Built-In Packaging for Two-Terminal Devices

Round 1

Reviewer 1 Report

The author has presented a quick built-in packaging that can install MIM sensors with only an insertion of properly designed pad structures. In this new work, two-terminal structures with different metal have been fabricated and validated that it can extend from its prior research. The process is easy, cost effective, and providing more resistance to the environment for the sensors. The reviewer believes the work is well-prepared and experiment result is backed up with sufficiently explanations that justifies for the publication in micromachines.

The reviewer has some minor comments on the content of the work, of which the reviewer believe will help the broad audience in the community understand the work more if addressed.

1. Table 2 should summarizes or categorize the literature based on its feature or application. A grouping and separation between each application would be good for detail compare of this work and others.
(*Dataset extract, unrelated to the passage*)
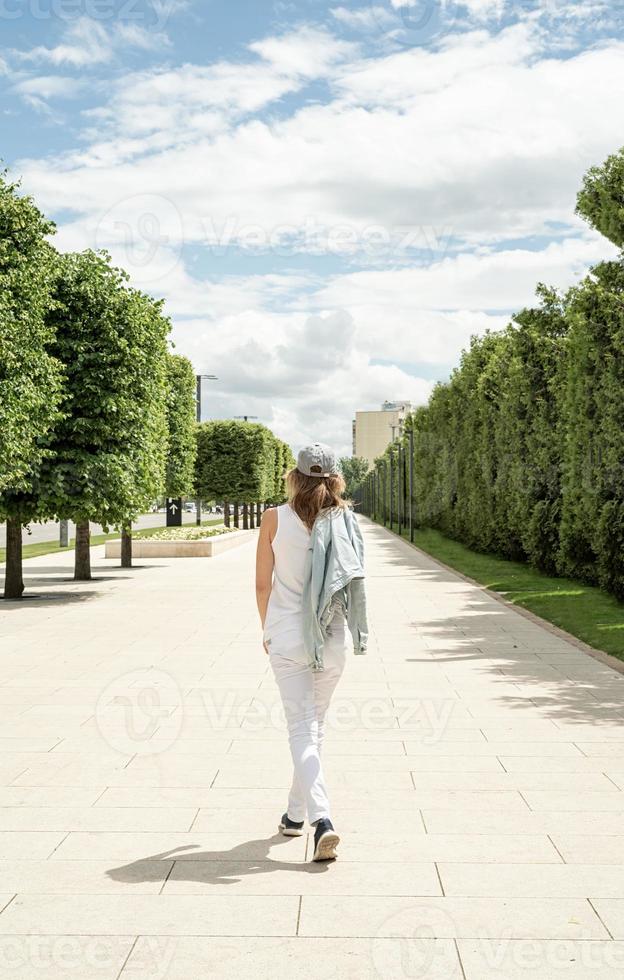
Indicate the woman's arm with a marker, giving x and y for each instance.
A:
(265, 561)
2 Al and Pt has very different optical reflection on oxide at their thickness of 200nm/100nm the image of pad the device looks exactly same in color in Fig. 2. Was it dummy sample?

3.  While soldering can resolve most of the issue, built-in packaging provides accessibility and replace-capability, The author has considered two types of the packaging approaches already. Considering the technology has been used from DC to several hundreds GHz. An explanation to not to consider it or compare with soldering would be good.
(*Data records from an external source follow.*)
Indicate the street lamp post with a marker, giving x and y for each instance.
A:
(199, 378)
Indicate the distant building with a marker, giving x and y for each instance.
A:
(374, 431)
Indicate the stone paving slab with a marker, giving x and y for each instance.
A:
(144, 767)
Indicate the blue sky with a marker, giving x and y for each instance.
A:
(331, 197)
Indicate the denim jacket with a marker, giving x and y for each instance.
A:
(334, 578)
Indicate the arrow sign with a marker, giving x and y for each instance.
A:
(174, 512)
4. TiO2 is pretty leaky and the design of using only 6nm for the MIM structures should be explained or referenced by literature. 
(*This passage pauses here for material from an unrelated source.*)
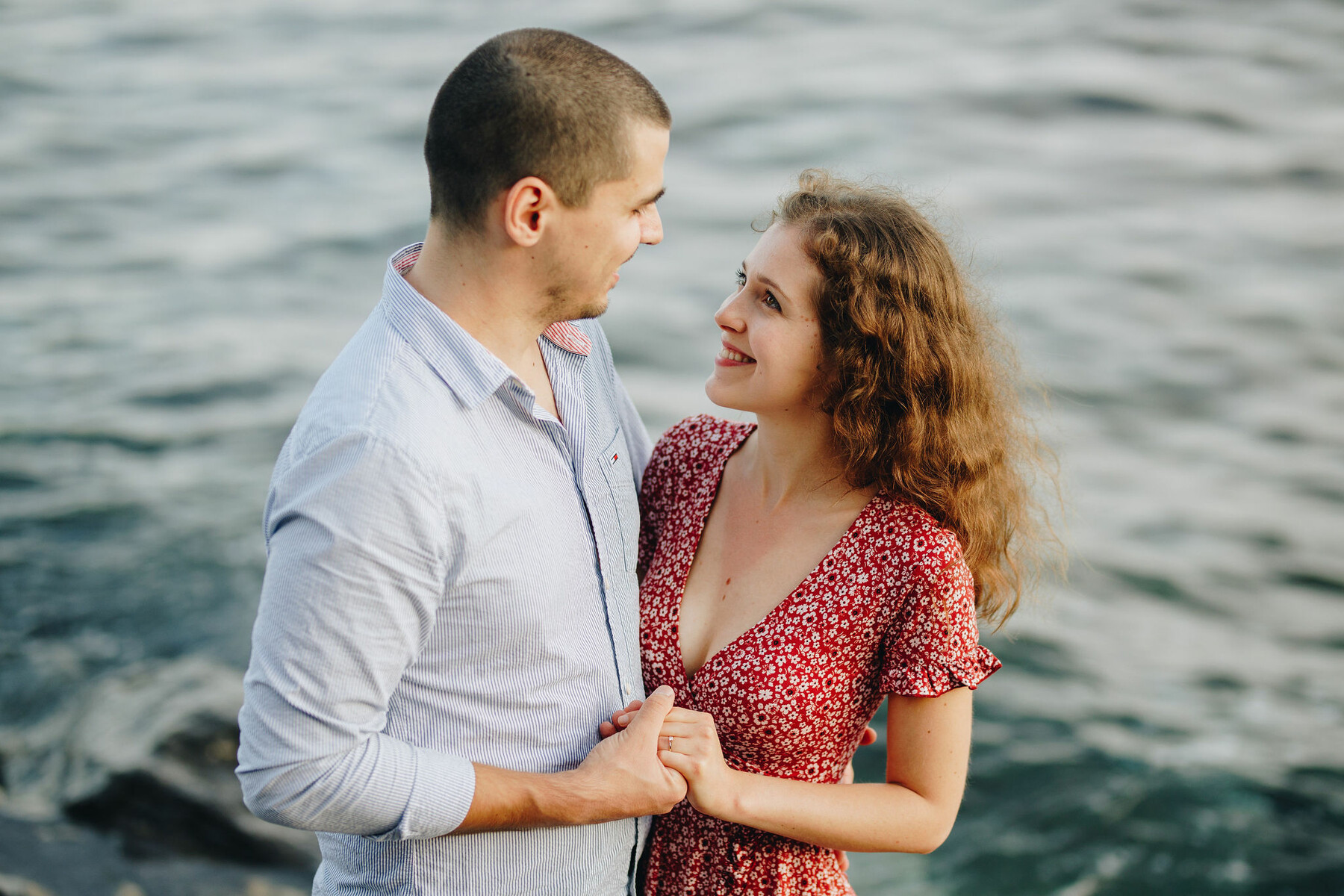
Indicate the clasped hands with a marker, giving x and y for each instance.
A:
(688, 744)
5. No reliability test of this structure in this work or in prior work(MDPI 2022) has been presented. The claim in the conclusion should be considered re-wording.

 

 

 

Author Response

Thanks for your great feedback!

1. Table 2 has been updated, and two columns were added as applications and interconnections,
2. The microscope images were taken from the real sample. The bottom electrode, Pt, was coated with 6-nm thick TiO2, while the top electrode, Al, wasn't. Maybe the thin TiO2 layer decreases the contrasts between the two different metals. The image was taken using Olympus MX-61A. The exposure time and intensity of the light could play some role to get such a low contrast.
3. The following section is added to page #5 line #129, 
   1. ...While soldering is widely used in semiconductor industry, it is not considered suitable for this purpose due to various limitations and potential risks [25,26]. Semiconductor devices are highly sensitive to surface contamination, making them vulnerable to the negative effects of solder flux. Furthermore, the application of thermal stress during soldering can damage delicate components and elevated temperatures may not be compatible with sensitive materials. Diffusion and alloying processes during soldering can also alter the performance of the device. Furthermore, the irreversible nature of soldering limits repair options, and the miniaturization trend poses challenges for reliable solder connections. For these reasons, soldering is not considered....
4. The following section was added to page #2, line #75,
   1. ...TiO2 was chosen as the insulator layer due to its wide range of applications [24] and promising results in MIM configurations with a thickness of 60 nm except for a low current density [2]. To enhance the current density, the thickness of TiO2 was reduced to 6 nm, following a recent study. In particular, a 6 nm thick layer of Al2O3 has demonstrated encouraging results in rectenna applications [22]....
5. The following section was added to page #8, line #253,
   1. ...However, it is important to note that reliability tests have not been conducted in this work, highlighting the need for further exploration of the reliability of this structure....

 

Author Response File: Author Response.pdf

Reviewer 2 Report

The study was organized well for publication. I have no comment on this study.

Author Response

Thank you!